March 2017

I’m sure it’s out there, and I’m sure my Husband could come up with one. But I’ll have the debt paid off before he gets down researching it, figuring it out, and explaining it!

How much will you save if you throw a one-time extra $50 on a debt on a debt with 10% interest that you will pay off in a year. I know you have three variables — $50, 10% and 12 payments. I just don’t know what to do with those three numbers.

Sincerely, Helen.

Wondering if there a “golden rule” about giving gifts (or even a legal one)? For example, my brother once gave away 1,000 baseball cards.

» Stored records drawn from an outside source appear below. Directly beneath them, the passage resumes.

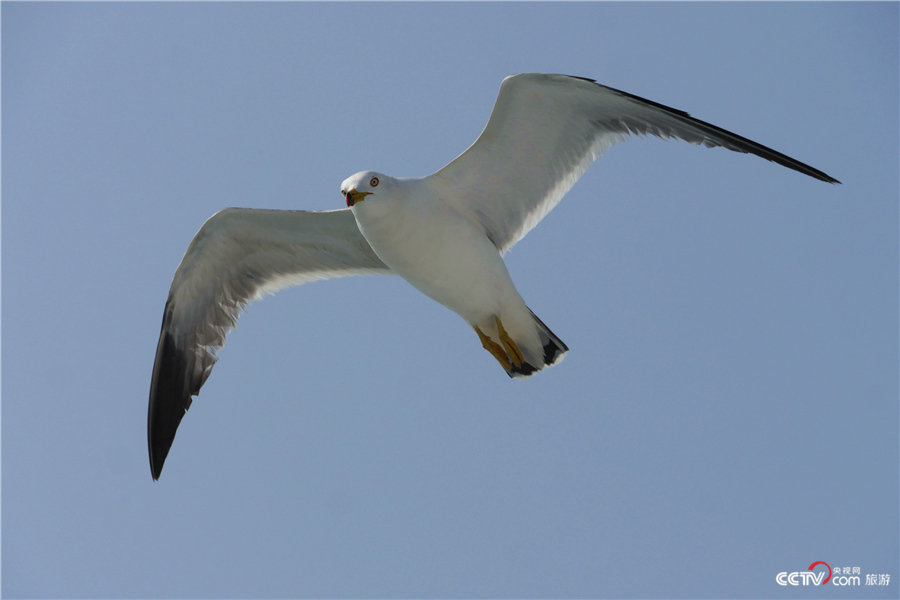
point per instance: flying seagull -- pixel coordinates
(445, 233)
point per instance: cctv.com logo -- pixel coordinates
(818, 573)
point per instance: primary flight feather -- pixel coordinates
(444, 233)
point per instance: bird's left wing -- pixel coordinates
(545, 131)
(236, 257)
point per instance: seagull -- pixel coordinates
(445, 233)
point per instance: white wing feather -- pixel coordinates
(236, 257)
(544, 132)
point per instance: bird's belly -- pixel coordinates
(454, 264)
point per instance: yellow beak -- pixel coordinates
(353, 197)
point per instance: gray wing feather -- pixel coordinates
(236, 257)
(545, 131)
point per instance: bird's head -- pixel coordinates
(355, 188)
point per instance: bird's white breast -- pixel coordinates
(438, 251)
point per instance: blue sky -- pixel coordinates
(729, 406)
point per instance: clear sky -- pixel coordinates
(729, 406)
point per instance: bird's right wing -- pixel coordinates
(545, 131)
(237, 256)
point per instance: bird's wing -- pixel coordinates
(544, 132)
(236, 257)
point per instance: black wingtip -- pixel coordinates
(170, 397)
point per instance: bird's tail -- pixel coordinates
(553, 350)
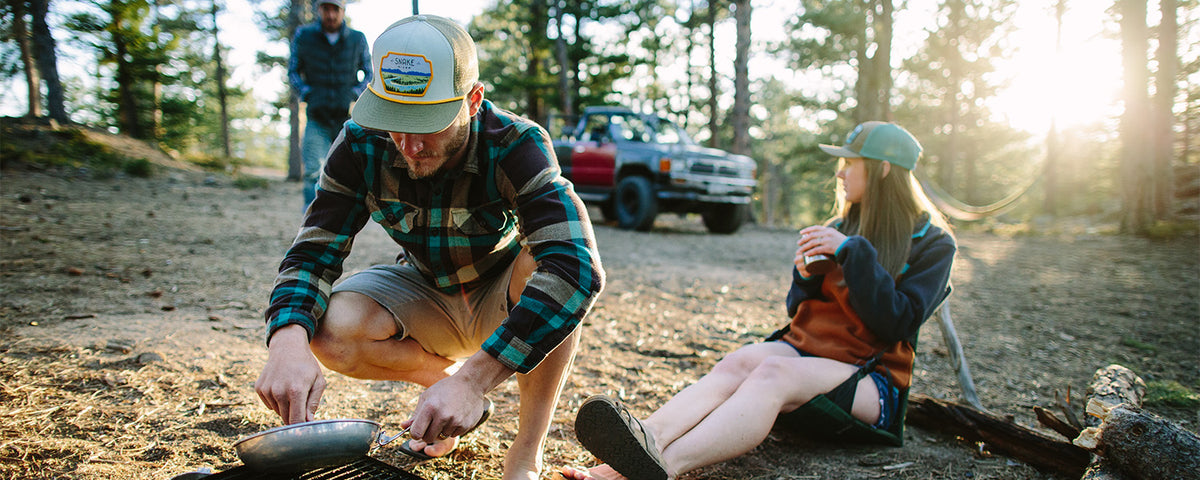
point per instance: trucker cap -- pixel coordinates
(880, 141)
(424, 66)
(341, 4)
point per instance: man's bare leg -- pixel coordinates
(540, 390)
(355, 339)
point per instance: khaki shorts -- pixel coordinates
(450, 325)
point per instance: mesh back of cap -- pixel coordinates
(466, 66)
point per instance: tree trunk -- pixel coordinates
(713, 109)
(295, 163)
(222, 96)
(126, 103)
(1137, 159)
(742, 81)
(535, 108)
(1050, 169)
(1141, 444)
(1164, 100)
(33, 81)
(564, 71)
(863, 83)
(883, 61)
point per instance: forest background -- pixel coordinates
(155, 70)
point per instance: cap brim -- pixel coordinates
(375, 113)
(839, 151)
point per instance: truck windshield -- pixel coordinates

Most had little to no “value”, but one of them happened to be worth $1,000. The kid & parent he gave them to, once they found out how much they were worth, offered to give some of that money to my brother. My brother was like, didn’t think it had value before I gave it to you, just because it has monetary value afterwards doesn’t change it, but thanks.

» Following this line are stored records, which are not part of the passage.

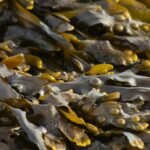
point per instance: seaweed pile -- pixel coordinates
(74, 74)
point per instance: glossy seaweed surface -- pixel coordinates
(74, 74)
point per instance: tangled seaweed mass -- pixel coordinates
(74, 74)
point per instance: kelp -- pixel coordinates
(74, 74)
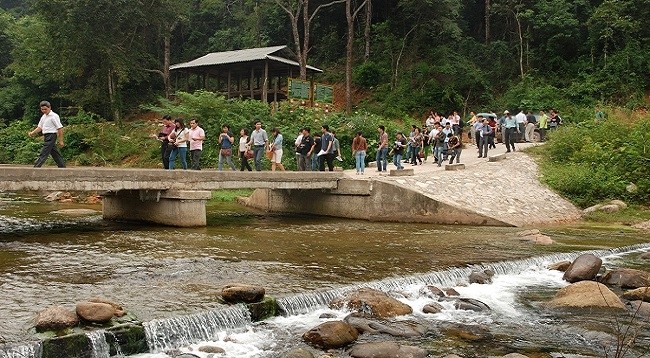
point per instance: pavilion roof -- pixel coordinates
(272, 53)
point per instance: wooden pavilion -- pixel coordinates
(260, 73)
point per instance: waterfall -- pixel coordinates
(98, 344)
(33, 350)
(306, 302)
(165, 334)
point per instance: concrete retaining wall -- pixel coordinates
(368, 200)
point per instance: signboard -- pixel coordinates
(323, 93)
(299, 89)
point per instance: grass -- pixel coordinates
(634, 214)
(230, 195)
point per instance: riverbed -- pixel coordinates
(160, 273)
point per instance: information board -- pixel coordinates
(299, 89)
(323, 93)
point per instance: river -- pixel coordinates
(159, 273)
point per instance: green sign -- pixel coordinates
(299, 89)
(323, 93)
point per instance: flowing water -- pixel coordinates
(170, 277)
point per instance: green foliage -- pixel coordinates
(593, 161)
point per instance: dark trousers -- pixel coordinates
(196, 158)
(244, 162)
(165, 151)
(455, 154)
(258, 151)
(483, 147)
(510, 138)
(329, 158)
(49, 147)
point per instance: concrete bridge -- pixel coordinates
(170, 197)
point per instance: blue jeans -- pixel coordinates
(180, 151)
(382, 163)
(360, 159)
(258, 151)
(437, 152)
(397, 160)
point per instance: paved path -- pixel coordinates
(508, 190)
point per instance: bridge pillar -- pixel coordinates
(181, 208)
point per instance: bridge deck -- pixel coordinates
(114, 179)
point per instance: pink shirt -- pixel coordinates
(196, 133)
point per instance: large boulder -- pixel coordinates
(373, 303)
(237, 293)
(432, 308)
(298, 353)
(584, 267)
(393, 328)
(468, 304)
(386, 350)
(332, 334)
(640, 294)
(95, 312)
(639, 309)
(431, 292)
(586, 294)
(481, 277)
(626, 278)
(560, 266)
(119, 310)
(55, 318)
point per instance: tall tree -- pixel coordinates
(297, 9)
(350, 14)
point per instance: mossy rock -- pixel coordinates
(264, 309)
(130, 337)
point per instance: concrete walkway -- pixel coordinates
(508, 190)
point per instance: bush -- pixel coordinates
(593, 161)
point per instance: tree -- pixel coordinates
(350, 14)
(297, 9)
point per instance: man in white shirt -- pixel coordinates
(197, 136)
(51, 127)
(521, 125)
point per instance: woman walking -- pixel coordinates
(178, 138)
(359, 148)
(226, 139)
(276, 148)
(243, 148)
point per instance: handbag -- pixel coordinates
(226, 152)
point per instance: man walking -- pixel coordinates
(382, 149)
(511, 127)
(327, 149)
(259, 140)
(163, 137)
(197, 136)
(51, 127)
(531, 122)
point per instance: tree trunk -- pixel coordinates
(350, 16)
(521, 46)
(166, 63)
(487, 22)
(368, 24)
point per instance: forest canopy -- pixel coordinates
(109, 57)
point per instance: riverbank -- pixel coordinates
(503, 190)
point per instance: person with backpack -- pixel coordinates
(455, 147)
(178, 138)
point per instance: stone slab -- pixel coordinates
(457, 166)
(497, 158)
(401, 173)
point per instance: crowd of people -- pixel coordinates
(439, 137)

Then I asked on freecycle for a motorcycle helmet for my oldest son a few weeks ago. A person responded, I picked it up. They also happened to have a higher end scooter for sale, so later I asked about its status. The guy responded back that he thought when he gave me the helmet that my son already HAD a scooter, and if he didn’t (and I quote, in capital letters) I DEMAND YOU GIVE ME MY HELMET BACK.

I just ignored him.

But I have a different dilemma– I was given a closed box of “kitchen stuff” a while back. They were going to toss it (literally), but they gave it to me instead, and I figured what I couldn’t use myself, I’d either sell at a garage sale or freecycle it. So today since we were having the garage sale, i opened it up.

Yeah, it wasn’t kitchen stuff. With a bit of effort I could probably sell the odds and ends and net about $1,000.

So….is it mine? Or do I have a moral/ethical/legal obligation to get hold of them and give it back?